# Pandas Foundations 1

<font size="3"> 

- Quick recap
- Jupyter Server
- Subsetting 
- Introduction to Pandas (1)
  - Grammatical verbs
- Q&A
    
    
</font> 

## Dictionaries

- A dictionary is a collection of items
- Each item of a dictionary has a key/value pair
- Dictionaries are used to store data values
- As of Python version 3.7, dictionaries are ordered. In previous versios, dictionaries are unordered.

In [None]:
pop = [30.55, 2.77, 39.21]

countries = ["afghanistan", "albania", "algeria"]

In [None]:
type(countries)

In [None]:
# -- A dictionary is a collection which is ordered*, changeable and does not allow duplicates.

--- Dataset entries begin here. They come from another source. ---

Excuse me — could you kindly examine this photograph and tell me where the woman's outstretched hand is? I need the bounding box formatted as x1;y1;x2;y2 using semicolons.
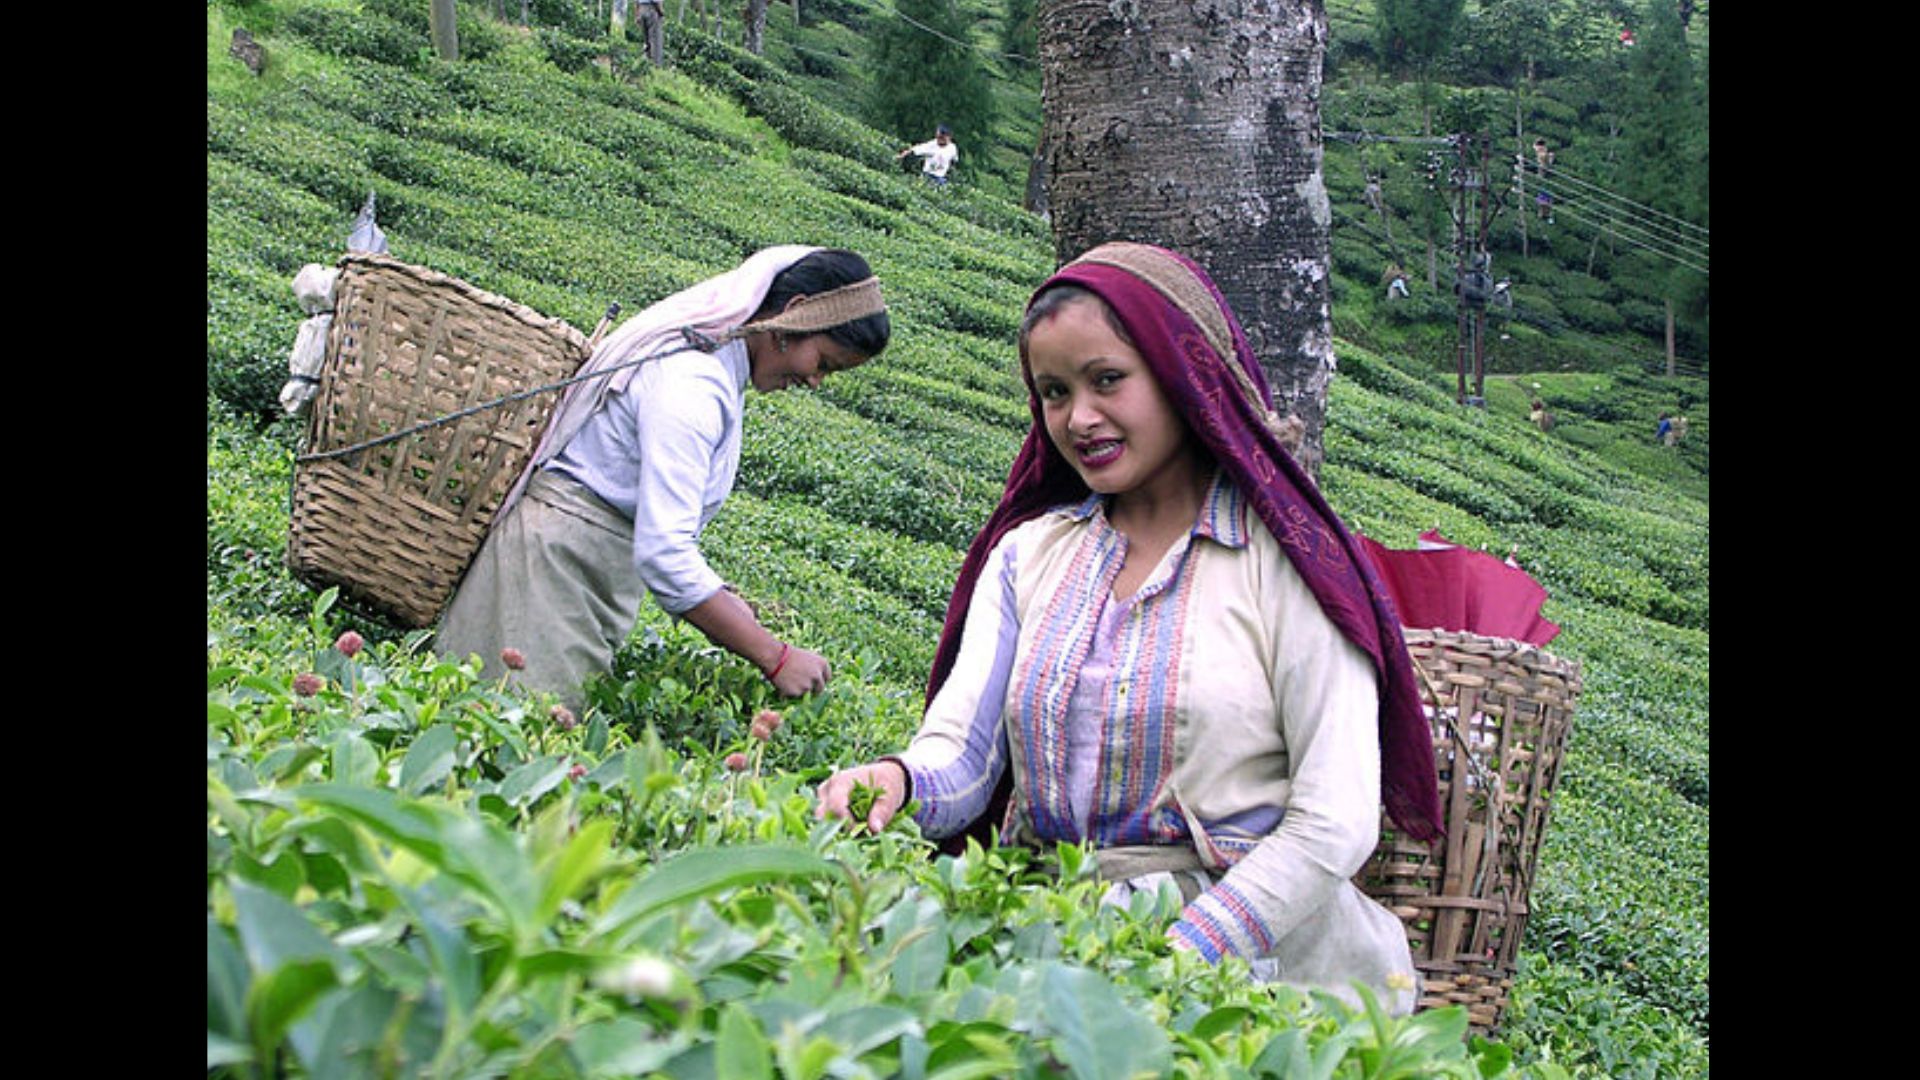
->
768;643;830;697
814;759;908;834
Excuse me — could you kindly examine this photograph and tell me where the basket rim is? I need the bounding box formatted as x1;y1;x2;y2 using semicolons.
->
1400;626;1581;679
335;252;590;350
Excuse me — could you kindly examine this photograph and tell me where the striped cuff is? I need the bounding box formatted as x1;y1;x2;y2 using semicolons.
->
1169;880;1274;963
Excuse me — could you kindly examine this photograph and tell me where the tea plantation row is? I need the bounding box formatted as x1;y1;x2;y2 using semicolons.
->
208;4;1706;1075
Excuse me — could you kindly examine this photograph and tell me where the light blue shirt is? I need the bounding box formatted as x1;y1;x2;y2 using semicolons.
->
546;339;750;614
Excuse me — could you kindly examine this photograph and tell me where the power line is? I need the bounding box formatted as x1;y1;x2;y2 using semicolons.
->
1325;129;1453;146
1331;133;1709;273
1521;166;1708;261
1530;188;1707;270
1326;167;1707;378
1534;160;1707;240
1551;202;1709;276
1329;133;1710;263
836;0;1037;68
1522;169;1707;256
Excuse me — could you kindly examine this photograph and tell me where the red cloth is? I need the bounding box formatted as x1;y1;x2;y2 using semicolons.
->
1356;532;1560;645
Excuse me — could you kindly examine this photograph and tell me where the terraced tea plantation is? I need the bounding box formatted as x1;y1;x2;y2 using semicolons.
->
208;4;1707;1076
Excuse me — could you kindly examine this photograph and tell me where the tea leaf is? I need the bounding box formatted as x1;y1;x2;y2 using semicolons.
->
1189;1005;1252;1042
1038;962;1171;1080
328;732;381;787
813;1004;921;1061
206;1032;252;1070
245;958;337;1062
596;844;839;938
207;914;251;1045
571;1018;692;1075
716;1002;774;1080
497;754;569;806
230;878;340;974
397;884;483;1019
398;723;457;795
536;818;617;925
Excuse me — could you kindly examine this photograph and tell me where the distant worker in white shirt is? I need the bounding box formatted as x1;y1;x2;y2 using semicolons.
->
897;124;959;188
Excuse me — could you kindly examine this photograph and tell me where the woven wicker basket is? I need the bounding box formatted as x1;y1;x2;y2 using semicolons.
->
1356;628;1581;1036
286;253;591;628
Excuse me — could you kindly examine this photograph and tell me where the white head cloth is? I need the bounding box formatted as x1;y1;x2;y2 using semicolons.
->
497;245;822;523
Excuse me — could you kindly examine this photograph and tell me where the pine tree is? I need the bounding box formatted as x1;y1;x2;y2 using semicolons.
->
865;0;994;158
1623;0;1707;366
1373;0;1465;135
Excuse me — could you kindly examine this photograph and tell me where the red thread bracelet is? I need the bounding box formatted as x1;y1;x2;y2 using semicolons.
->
765;642;792;682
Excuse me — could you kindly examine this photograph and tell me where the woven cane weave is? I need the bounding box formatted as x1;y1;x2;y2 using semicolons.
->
287;253;590;627
1355;628;1581;1035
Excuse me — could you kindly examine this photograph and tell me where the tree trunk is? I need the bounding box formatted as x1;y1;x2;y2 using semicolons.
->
1513;91;1527;259
1038;0;1336;478
429;0;459;60
744;0;769;53
1665;298;1676;375
1023;132;1049;218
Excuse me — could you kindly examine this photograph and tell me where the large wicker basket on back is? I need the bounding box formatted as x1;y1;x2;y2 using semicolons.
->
287;253;591;627
1356;628;1581;1036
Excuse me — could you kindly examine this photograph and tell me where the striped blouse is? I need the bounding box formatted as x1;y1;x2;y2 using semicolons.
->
896;474;1415;998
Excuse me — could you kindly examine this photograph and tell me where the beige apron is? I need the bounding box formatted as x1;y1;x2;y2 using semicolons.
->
436;470;643;713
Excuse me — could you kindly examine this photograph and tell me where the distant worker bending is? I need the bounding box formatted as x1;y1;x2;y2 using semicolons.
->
897;124;959;188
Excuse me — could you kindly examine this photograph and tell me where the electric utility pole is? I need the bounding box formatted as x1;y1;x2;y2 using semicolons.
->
1446;132;1503;406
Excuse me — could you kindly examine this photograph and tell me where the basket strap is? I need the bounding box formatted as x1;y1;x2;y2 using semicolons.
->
294;329;713;464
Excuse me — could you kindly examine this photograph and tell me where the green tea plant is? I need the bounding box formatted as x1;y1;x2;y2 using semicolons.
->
209;591;1565;1078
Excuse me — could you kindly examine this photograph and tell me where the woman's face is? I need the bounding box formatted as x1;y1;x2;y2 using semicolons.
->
748;331;868;393
1025;296;1201;501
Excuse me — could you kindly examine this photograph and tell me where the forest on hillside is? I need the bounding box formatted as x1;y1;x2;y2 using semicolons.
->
690;0;1711;378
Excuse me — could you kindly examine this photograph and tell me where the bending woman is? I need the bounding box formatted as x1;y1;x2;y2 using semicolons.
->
816;242;1441;1013
439;246;890;712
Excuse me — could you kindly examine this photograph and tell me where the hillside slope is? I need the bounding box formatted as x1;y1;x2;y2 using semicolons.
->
207;3;1707;1075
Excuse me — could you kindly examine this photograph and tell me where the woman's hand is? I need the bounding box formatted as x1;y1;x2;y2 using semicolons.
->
767;643;830;697
814;760;909;834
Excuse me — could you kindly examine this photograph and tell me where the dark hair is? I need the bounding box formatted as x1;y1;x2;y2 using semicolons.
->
758;248;891;359
1017;284;1135;366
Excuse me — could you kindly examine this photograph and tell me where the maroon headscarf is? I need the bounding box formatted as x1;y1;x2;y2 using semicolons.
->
927;242;1444;843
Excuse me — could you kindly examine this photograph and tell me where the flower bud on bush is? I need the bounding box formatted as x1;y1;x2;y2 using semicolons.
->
500;647;527;671
750;708;784;742
550;704;577;731
292;672;324;697
724;752;750;772
595;954;681;1000
334;630;364;658
569;763;587;780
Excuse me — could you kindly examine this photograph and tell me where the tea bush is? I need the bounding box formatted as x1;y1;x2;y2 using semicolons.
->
209;3;1707;1073
537;26;600;74
281;3;424;66
208;585;1568;1079
791;147;914;211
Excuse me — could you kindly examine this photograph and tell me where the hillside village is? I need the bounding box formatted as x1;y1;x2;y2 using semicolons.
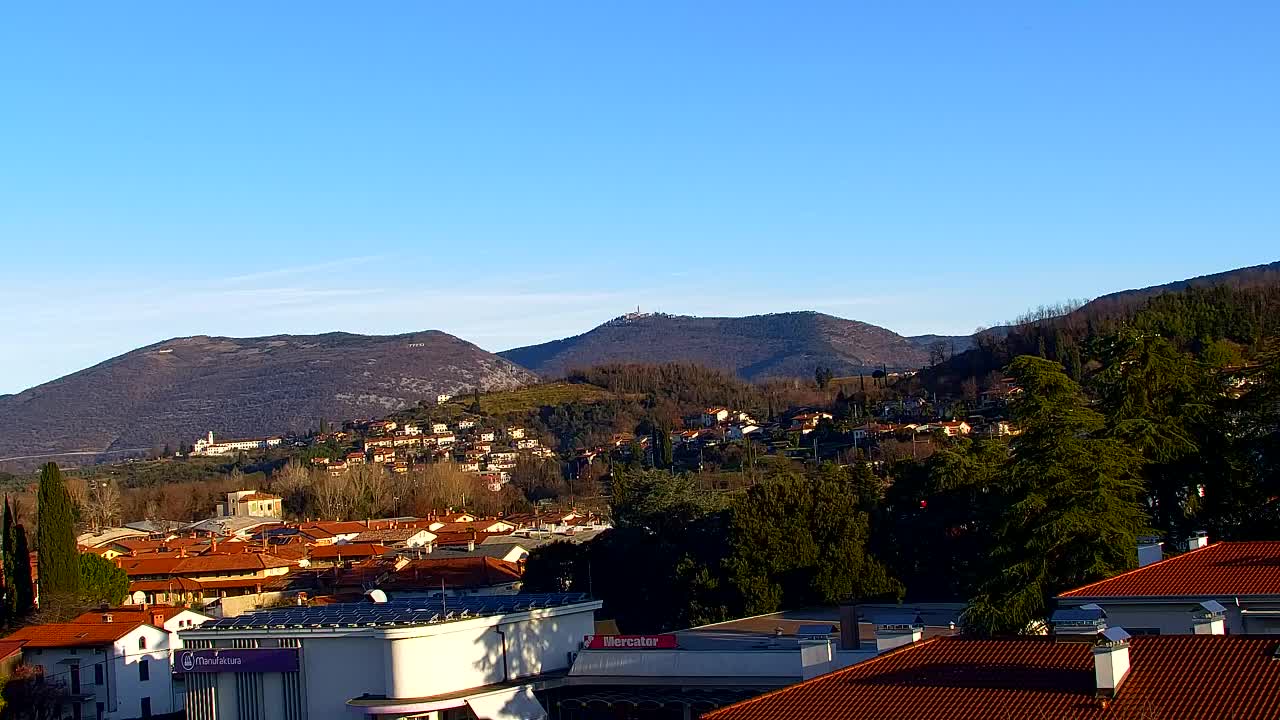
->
180;372;1026;500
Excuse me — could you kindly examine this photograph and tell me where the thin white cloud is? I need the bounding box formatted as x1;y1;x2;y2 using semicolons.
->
217;255;387;285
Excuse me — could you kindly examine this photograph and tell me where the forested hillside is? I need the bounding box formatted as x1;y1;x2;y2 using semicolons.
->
525;276;1280;635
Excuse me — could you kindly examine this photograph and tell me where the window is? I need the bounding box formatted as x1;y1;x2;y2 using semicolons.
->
96;703;104;720
138;636;147;650
95;664;104;685
138;659;149;681
140;697;152;719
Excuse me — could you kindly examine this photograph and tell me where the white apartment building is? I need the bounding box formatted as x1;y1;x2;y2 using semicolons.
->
178;593;601;720
7;619;174;720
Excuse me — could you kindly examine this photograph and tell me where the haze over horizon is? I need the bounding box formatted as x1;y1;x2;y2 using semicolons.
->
3;2;1278;394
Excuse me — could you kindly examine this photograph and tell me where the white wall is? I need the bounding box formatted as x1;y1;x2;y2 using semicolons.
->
1061;598;1280;635
111;626;174;720
181;603;600;718
301;635;388;720
21;625;172;720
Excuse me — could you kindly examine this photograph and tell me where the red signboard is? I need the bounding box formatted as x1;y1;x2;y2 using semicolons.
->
584;634;678;650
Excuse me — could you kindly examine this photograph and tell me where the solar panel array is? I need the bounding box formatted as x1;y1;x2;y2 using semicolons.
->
203;593;592;630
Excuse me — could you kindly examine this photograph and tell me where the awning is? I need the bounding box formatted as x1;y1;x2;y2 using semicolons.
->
465;686;547;720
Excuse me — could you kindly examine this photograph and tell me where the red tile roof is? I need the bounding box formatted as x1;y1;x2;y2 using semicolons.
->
703;635;1280;720
5;620;149;648
172;553;297;574
117;556;184;577
0;639;25;659
383;556;522;590
129;577;205;594
1058;541;1280;598
308;543;389;560
73;605;204;625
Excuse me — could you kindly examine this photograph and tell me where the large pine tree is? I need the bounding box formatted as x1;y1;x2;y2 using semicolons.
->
36;462;80;597
965;356;1147;635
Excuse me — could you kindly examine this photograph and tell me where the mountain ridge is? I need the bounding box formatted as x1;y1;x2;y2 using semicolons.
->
499;310;932;380
0;329;535;469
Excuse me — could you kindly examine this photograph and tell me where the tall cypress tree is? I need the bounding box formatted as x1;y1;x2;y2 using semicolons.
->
12;524;34;616
1;498;13;624
37;462;80;597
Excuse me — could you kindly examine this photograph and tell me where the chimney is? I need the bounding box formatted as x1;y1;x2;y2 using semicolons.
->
1187;531;1209;551
838;605;860;651
1136;536;1164;568
152;611;165;627
1093;627;1132;698
102;613;114;623
873;613;923;653
1192;600;1227;635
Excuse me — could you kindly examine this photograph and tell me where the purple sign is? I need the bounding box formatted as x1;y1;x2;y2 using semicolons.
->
177;648;299;674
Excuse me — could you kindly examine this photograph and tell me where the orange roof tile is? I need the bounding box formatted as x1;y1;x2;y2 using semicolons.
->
704;635;1280;720
383;556;521;590
73;605;199;625
0;640;25;659
172;554;297;574
129;578;205;592
308;543;389;560
1058;541;1280;598
4;620;148;648
117;557;184;577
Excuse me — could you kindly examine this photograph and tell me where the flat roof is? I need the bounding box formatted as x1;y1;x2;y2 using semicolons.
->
193;593;594;631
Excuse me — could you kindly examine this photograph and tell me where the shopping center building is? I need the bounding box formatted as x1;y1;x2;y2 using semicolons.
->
178;593;600;720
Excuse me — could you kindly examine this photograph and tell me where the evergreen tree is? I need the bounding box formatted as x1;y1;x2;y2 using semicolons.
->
1095;331;1213;536
728;464;901;615
79;553;130;605
36;462;80;597
1;498;13;624
12;524;33;617
965;356;1146;635
651;424;674;470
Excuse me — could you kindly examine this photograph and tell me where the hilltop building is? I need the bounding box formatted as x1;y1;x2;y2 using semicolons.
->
191;431;283;457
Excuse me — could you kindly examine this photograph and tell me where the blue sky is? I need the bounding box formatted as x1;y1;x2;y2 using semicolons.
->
1;2;1277;394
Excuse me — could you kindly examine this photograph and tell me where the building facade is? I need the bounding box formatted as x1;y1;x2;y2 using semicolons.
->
178;594;600;720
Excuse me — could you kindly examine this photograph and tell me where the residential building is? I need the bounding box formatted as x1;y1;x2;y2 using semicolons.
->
178;594;600;720
376;556;525;596
5;619;174;720
350;528;436;548
934;420;972;437
1056;540;1280;635
217;490;282;519
306;543;389;568
701;408;730;427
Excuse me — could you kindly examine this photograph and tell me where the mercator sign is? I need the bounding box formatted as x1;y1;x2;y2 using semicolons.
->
583;634;678;650
177;648;299;673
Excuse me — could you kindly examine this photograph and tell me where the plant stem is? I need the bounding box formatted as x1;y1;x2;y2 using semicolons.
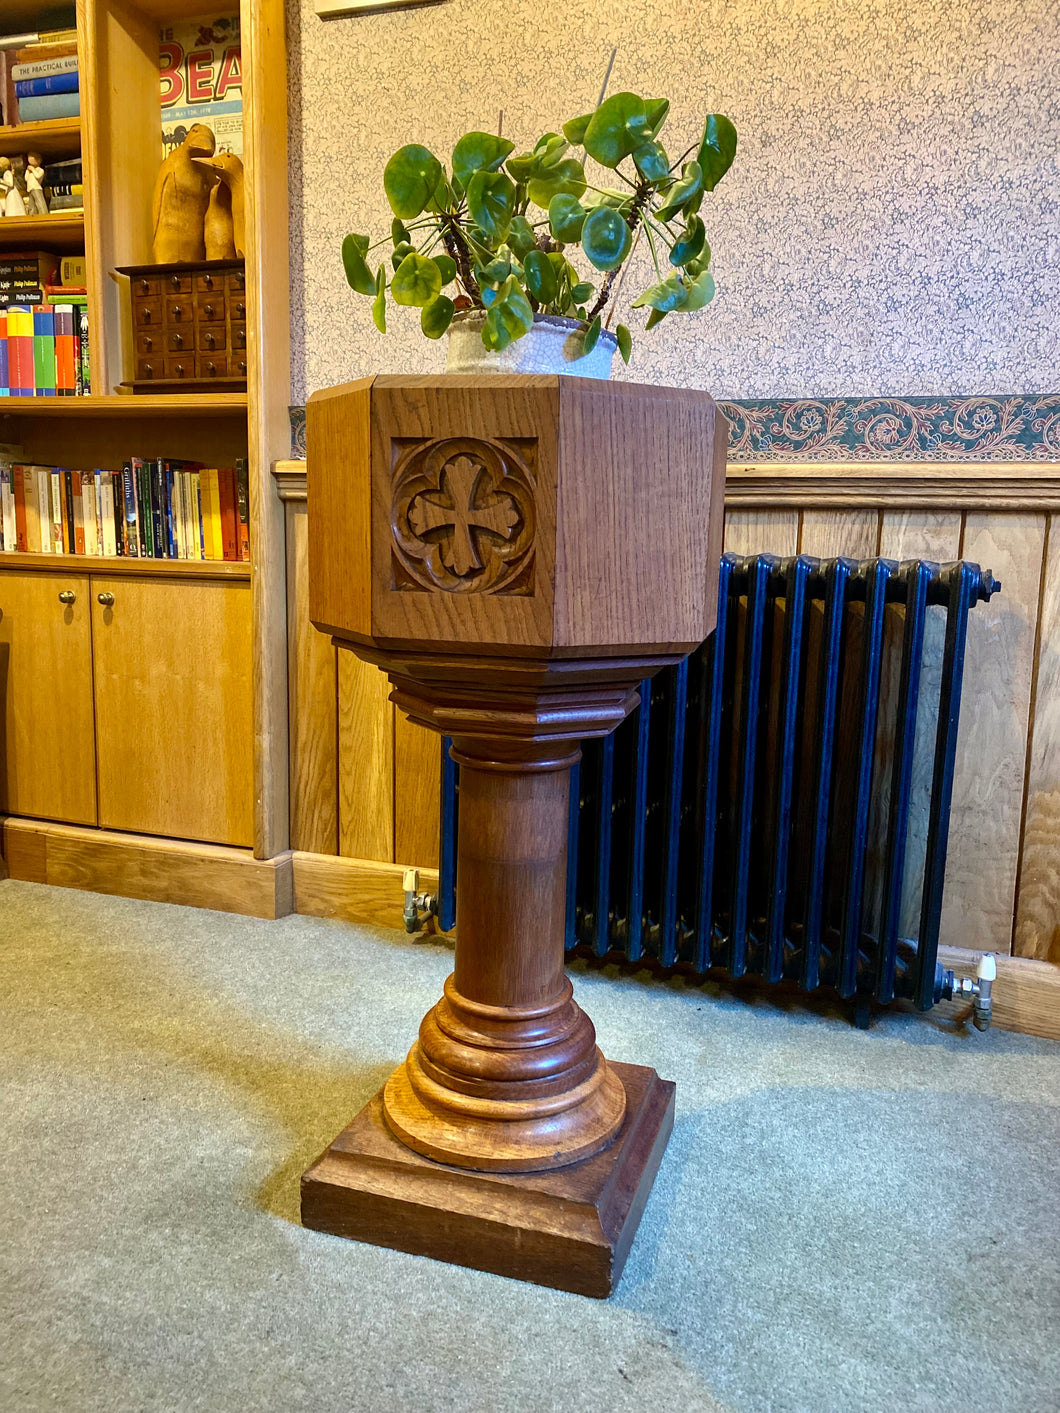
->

world = {"afghanistan":30.55, "albania":2.77, "algeria":39.21}

world

In [None]:
type(world)

In [None]:
world["albania"]

### Access dictionary

If the keys of a dictionary are chosen wisely, accessing the values in a dictionary is easy and intuitive. For example, to get the capital for France from europe you can use:

europe['france']

Here, 'france' is the key and 'paris' the value is returned.

In [None]:
# Definition of dictionary
europe = {'spain':'madrid', 'france':'paris', 'germany':'berlin', 'norway':'oslo' }

# Print out the keys in europe
print(europe.keys())


In [None]:
# Print out value that belongs to key 'spain'
print(europe['spain'])

### Dictionary Manipulation (1)

- Add

If you know how to access a dictionary, you can also assign a new value to it. To add a new key-value pair to europe you can use something like this:

europe['iceland'] = 'reykjavik'

In [None]:
# Definition of dictionary
europe = {'spain':'madrid', 'france':'paris', 'germany':'berlin', 'norway':'oslo' }

europe

In [None]:
# Add italy to europe
europe['italy'] = 'rome'

In [None]:
# Print out italy in europe
print('italy' in europe)


In [None]:
# Add poland to europe
europe['poland'] = 'warsaw'

In [None]:
# Print europe
print(europe)

### Dictionary Manipulation (2)

- Upate
- Delete

In [None]:
# Definition of dictionary
europe = {'spain':'madrid', 'france':'paris', 'germany':'bonn',
          'norway':'oslo', 'italy':'rome', 'poland':'warsaw',
          'australia':'vienna' }

print(europe)



In [None]:
# Update capital of germany
europe['germany'] = 'berlin'

europe

In [None]:
# Remove australia
del(europe['australia'])


In [None]:
# Print europe
print(europe)

### Dictionary Manipulation (3)

- Dictionaries can contain key:value pairs where the values are again dictionaries.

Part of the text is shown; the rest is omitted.